Gliding Simulator
This project is over 4 years old after it was started in 1998 and still needs
some time to complete (beside a profession career as electrical engineer, project
manager in industrial robotics and engineering manager in military flight simulation,
there is only so much time to devote on such a pet project.). A lot changed
in respect to PC based flight simulation for gliding in the mean time, but still
quite a few motivations of 1998 are holding still today. Although the marked
brought some good specific gliding simulators, one can see that the MS Flight
2004 still is not really suitable for gliding.
Why another flight simulator?
True, however there are a few considerations about flight sims to take into
account:
- Every Sim can be designed optimally for a specific type of aircraft in order
to be really convincing.
- The components of a FS differ for applications like military jet, military
helicopter, airliner, private airplane, glider, hangglider, parachute, birds.
It is obvious from looking at the professional ones for each area.
- Mission specific elements influence the design
- use of standards is not the strong side of common simulators
- MS Flight simulator is quite lousy for gliding, although some extensions
came along lately (virtual cockpits, aerosoft VFR sceneries)
- The great open source project FlightGear does not target gliding
- The very good SFS 4.0 came when the project was started already for some
time.
Requirements
So what are the reasons for making a new approach, specifically?
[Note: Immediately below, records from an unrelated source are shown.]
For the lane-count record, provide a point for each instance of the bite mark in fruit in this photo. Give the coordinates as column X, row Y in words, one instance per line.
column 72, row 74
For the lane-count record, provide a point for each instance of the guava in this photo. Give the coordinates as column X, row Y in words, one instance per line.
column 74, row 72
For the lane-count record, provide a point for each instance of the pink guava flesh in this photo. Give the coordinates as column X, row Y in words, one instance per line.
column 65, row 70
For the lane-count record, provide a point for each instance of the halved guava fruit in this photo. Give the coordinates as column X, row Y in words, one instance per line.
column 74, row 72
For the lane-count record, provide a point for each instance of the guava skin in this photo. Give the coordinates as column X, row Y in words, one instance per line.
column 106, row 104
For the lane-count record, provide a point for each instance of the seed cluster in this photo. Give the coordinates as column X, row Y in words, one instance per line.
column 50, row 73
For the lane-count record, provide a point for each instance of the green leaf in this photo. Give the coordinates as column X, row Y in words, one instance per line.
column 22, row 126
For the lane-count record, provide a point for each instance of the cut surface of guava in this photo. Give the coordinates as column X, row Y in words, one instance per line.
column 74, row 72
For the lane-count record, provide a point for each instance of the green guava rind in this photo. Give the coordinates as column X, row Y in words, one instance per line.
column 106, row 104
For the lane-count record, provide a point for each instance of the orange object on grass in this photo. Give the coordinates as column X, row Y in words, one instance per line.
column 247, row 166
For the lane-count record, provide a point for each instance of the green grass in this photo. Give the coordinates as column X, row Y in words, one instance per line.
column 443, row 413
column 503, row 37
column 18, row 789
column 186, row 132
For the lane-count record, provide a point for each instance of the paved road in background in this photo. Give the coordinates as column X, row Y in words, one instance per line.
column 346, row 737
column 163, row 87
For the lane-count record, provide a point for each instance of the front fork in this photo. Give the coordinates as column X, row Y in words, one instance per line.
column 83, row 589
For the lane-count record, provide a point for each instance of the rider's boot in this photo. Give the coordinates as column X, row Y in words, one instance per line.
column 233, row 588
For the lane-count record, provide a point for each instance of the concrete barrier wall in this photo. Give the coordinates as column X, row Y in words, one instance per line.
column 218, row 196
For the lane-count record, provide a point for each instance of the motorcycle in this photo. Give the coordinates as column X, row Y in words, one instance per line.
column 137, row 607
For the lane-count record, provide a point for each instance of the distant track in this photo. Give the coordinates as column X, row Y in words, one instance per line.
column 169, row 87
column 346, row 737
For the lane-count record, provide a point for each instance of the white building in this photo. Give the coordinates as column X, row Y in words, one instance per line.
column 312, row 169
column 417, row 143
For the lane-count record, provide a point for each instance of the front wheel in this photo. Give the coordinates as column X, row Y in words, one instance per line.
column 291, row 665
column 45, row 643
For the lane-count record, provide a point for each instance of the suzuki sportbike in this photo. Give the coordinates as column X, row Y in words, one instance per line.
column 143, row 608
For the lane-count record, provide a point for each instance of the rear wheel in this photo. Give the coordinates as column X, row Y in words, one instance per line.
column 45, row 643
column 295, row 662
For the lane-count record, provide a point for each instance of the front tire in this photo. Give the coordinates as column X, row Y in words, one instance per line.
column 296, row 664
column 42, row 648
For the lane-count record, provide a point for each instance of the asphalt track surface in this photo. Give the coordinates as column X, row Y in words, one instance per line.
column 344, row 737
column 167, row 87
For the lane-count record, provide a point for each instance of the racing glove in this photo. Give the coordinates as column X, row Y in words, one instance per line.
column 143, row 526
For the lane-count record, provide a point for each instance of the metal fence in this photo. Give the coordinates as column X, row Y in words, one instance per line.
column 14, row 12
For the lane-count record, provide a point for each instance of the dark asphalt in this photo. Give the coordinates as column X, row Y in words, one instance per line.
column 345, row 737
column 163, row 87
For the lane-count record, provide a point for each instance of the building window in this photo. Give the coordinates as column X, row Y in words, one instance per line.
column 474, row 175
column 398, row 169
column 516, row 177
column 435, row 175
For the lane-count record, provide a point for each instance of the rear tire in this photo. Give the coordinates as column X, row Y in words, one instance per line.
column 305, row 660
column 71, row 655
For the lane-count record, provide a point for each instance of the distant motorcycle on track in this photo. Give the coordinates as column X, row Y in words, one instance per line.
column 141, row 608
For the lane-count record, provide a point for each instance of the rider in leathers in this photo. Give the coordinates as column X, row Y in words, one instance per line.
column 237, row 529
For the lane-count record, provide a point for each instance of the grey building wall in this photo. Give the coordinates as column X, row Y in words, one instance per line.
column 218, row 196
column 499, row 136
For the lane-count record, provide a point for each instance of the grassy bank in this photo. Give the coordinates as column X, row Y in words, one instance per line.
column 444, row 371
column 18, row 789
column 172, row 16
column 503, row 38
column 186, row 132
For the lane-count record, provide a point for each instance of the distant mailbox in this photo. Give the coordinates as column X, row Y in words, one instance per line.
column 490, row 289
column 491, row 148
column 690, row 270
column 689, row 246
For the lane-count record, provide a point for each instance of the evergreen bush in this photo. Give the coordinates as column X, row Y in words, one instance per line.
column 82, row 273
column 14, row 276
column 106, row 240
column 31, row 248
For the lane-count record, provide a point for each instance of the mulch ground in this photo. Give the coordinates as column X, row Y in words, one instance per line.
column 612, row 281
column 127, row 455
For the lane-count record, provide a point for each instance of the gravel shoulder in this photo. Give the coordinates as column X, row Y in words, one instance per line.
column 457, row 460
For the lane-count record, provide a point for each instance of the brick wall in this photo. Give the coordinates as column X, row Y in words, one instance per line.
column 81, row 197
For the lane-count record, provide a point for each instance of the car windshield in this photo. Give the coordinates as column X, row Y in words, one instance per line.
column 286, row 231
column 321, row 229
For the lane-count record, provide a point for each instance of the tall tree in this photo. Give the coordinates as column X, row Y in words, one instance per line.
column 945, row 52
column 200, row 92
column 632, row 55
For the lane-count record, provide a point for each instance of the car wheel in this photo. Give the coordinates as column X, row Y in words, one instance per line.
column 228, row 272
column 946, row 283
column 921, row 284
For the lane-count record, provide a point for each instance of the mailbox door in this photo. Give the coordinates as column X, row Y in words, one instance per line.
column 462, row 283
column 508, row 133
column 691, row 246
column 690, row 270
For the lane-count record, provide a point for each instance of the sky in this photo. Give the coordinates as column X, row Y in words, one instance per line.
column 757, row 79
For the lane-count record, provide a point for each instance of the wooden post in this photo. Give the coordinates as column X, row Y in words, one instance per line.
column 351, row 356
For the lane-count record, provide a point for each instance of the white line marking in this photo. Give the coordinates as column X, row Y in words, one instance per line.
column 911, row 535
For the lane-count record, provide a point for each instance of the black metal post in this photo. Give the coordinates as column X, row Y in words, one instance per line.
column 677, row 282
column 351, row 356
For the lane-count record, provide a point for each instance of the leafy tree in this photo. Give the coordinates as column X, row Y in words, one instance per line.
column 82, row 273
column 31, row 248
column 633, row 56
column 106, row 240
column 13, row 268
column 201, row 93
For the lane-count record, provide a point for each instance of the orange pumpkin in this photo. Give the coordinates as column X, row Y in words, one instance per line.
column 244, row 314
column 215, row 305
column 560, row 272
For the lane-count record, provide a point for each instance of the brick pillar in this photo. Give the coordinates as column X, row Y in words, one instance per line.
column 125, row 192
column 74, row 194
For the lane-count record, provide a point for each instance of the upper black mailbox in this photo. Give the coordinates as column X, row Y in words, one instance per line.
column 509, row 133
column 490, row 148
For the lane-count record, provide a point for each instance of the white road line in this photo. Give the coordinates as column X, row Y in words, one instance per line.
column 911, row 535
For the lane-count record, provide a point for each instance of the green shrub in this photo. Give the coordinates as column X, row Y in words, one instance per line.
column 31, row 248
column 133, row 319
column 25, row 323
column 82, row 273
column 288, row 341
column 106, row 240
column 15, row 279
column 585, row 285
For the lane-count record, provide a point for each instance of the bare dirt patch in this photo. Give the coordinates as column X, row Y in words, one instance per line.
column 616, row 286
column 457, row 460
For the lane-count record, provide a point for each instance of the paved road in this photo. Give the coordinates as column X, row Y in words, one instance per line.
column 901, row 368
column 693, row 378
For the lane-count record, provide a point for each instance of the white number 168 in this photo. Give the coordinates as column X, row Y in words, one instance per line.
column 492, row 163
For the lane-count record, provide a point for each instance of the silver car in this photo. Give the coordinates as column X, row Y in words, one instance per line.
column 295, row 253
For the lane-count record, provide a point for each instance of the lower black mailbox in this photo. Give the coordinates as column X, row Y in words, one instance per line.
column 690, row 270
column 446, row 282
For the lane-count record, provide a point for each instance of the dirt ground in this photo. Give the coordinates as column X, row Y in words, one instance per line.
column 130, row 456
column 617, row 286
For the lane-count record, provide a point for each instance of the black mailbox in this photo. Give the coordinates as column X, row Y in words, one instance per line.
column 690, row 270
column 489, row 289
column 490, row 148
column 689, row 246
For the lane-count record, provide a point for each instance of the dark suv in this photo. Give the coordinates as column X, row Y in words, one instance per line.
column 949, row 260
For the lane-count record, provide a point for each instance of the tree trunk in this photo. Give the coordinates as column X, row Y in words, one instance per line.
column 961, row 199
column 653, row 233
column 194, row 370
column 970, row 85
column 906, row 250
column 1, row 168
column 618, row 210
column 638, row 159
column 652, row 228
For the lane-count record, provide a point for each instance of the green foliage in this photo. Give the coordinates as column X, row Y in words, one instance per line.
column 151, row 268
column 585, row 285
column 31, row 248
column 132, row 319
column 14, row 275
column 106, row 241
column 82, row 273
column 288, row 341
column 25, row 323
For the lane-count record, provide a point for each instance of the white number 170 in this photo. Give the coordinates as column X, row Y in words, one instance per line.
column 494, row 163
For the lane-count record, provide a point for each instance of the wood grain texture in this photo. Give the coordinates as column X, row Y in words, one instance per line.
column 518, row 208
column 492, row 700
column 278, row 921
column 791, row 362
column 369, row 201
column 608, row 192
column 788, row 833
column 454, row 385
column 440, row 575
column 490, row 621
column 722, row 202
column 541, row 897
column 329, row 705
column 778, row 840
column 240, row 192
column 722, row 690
There are some
goals which should be met by the design of the glider simulator which illustrate
the decision.
- Glider pilots fly close to the elements, hence the model must be very convincing,
especially in situations near the aircaft envelope and side slip manouvers
- The aircraft typical features must be detectable
- Good force feedback for the trim is essential for the feel of flying.
- Interactive cockpit fully functional
- Easy way to freely look out of the window
- VFR navigation and high fidelity at low altitudes: Visual cues for pattern
to airfield or outside landing using multiple view ports
- Realistic wheater model
- Special features to support common glider interfaces (VolksLogger, StrePla,
GPS..)
- Instructor controls
additionally
- modular approach of using old components for distributed computing in a
LAN. Thats cost saving and performance boosting.
- design for a future system platform (power, resources)
- being up to date with newest graphical capabilties.
So, there are products that start to fulfil a few of those requirements. But
since noting is perfect yet, there is no reason to stop.